La France devra-t-elle rembourser des milliards de dollars en réparations à Haïti pour couvrir une dette que les personnes autrefois asservies ont été contraintes de payer en échange de la reconnaissance de l’indépendance de l’île ? C’est ce qu’a déclaré jeudi 18 avril une coalition d’environ 20 organisations non-gouvernementales à Genève pour le Forum permanent des Nations Unies pour les personnes d’ascendance africaine (PFPAD), qui cherche à mettre en place une nouvelle commission indépendante pour superviser la restitution de la dette, qu’ils qualifient de rançon.
«Je me joins à vos demandes d’action immédiate», a déclaré vendredi 19 avril Volker Turk, Haut Commissaire des Nations unies aux droits de l’homme, dans un discours prononcé lors de la clôture du PFPAD, qui s’est déroulé sur quatre jours. «En matière de réparations, nous devons enfin entrer dans une nouvelle ère. Les gouvernements doivent faire preuve d’un véritable leadership en s’engageant sincèrement à passer rapidement de la parole aux actes afin de réparer les torts du passé», a encore estimé Volker Turk, qui soutient le Forum mais n’est pas l’un de ses 10 membres.
L’île des Caraïbes est devenue la première de la région à obtenir son indépendance en 1804 après une révolte des esclaves. Cependant, la France a par la suite imposé de sévères réparations pour les revenus perdus. Après deux décennies à tenter de «récupérer» l’ancienne colonie «la plus riche du monde», Charles X, tout juste installé sur le trône, tranche. Dans une ordonnance en date du 17 avril 1825, il «concède» au jeune Etat son indépendance contre une indemnité de 150 millions de francs-or pour dédommager les anciens colons et l’assurance d’échanges commerciaux privilégiés en faveur de la France. Cette dette ne fut totalement remboursée qu’en 1947.

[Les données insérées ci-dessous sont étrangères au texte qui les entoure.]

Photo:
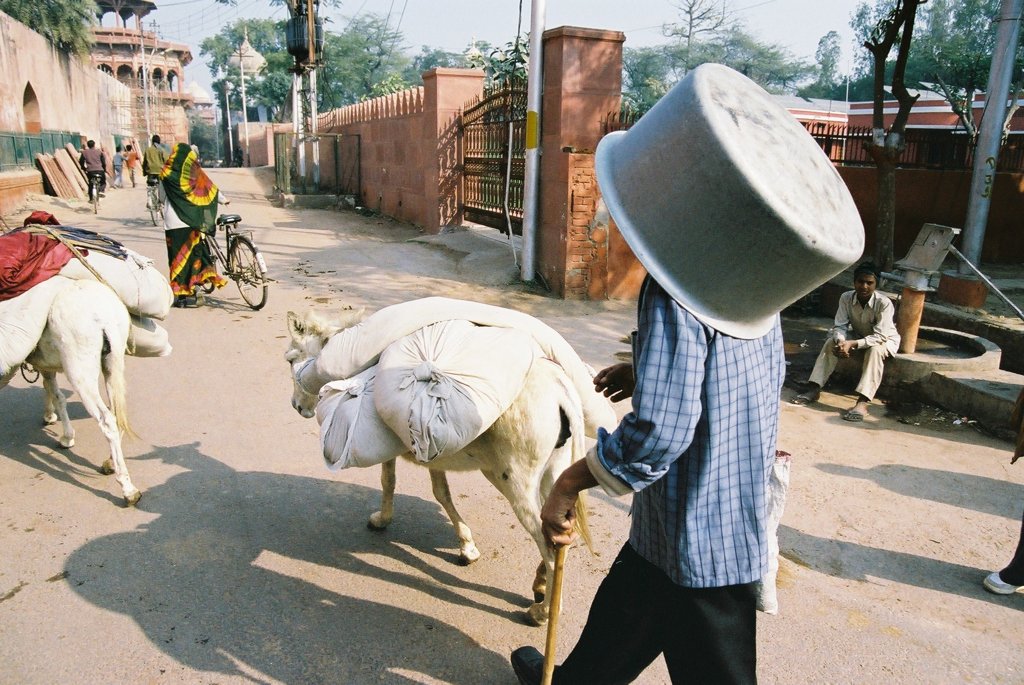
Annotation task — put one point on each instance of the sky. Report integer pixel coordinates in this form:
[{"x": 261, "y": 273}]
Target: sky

Le montant payé à la France est aujourd’hui contesté par les historiens, bien que le New York Times ait estimé la perte d’Haïti à 21 milliards de dollars. Les partisans du remboursement de cette dette affirment que le montant est bien plus élevé. «C’est 21 milliards de dollars plus 200 ans d’intérêts dont la France a bénéficié, donc nous parlons plutôt de 150 milliards, 200 milliards ou plus», a déclaré Jemima Pierre, professeure de Course globale à l’Université de Colombie-Britannique.

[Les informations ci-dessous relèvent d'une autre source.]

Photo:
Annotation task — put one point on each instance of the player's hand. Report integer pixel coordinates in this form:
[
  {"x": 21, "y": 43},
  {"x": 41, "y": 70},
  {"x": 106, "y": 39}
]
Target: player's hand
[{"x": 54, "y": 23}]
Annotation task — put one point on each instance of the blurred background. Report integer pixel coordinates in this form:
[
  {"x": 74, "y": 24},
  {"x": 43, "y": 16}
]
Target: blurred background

De nombreux Haïtiens considèrent cette dette comme responsable des maux qui touchent l’île depuis deux siècles. Ils affirment que cet argent devrait être affecté à des travaux publics en Haïti, où un conseil de transition a été installé ce mois-ci dans le but de restaurer la sécurité après une période de violence dévastatrice causée par des groupes armés. «Il est temps que la France reconnaisse cela et que nous avancions», a déclaré à Reuters Monique Clesca, une militante de la société civile haïtienne qui coordonne les efforts.
Le ministère français des Affaires étrangères n’a pas répondu pour le moment. En 2010, le groupe de soutien au Comité pour le remboursement immédiat des milliards envolés d’Haïti demandait à Nicolas Sarkozy, dans une tribune publiée dans Libération, de rendre à Haïti «son argent extorqué». «Considérant les besoins financiers criants de ce pays dévasté par le terrible séisme du 12 janvier [2010], nous vous pressons donc, monsieur le Président, de restituer à Haïti, la première république noire de l’histoire, la dette historique de son indépendance», écrivaient les signataires. Le même Nicolas Sarkozy avait évoqué de lui-même quelques mois plus tôt une présence française sur l’île qui «n’a pas laissé que de bons souvenirs.» Avant d’ajouter : «Même si je n’ai pas commencé mon mandat au moment de Charles X, j’en suis quand même responsable au nom de la France.» En 2015, François Hollande avait, lui, parlé d’une «dette morale» envers Haïti.
Mise à jour lundi 22 avril à 8 h 50 avec les propos de Volker Turk en clôture du PFPAD.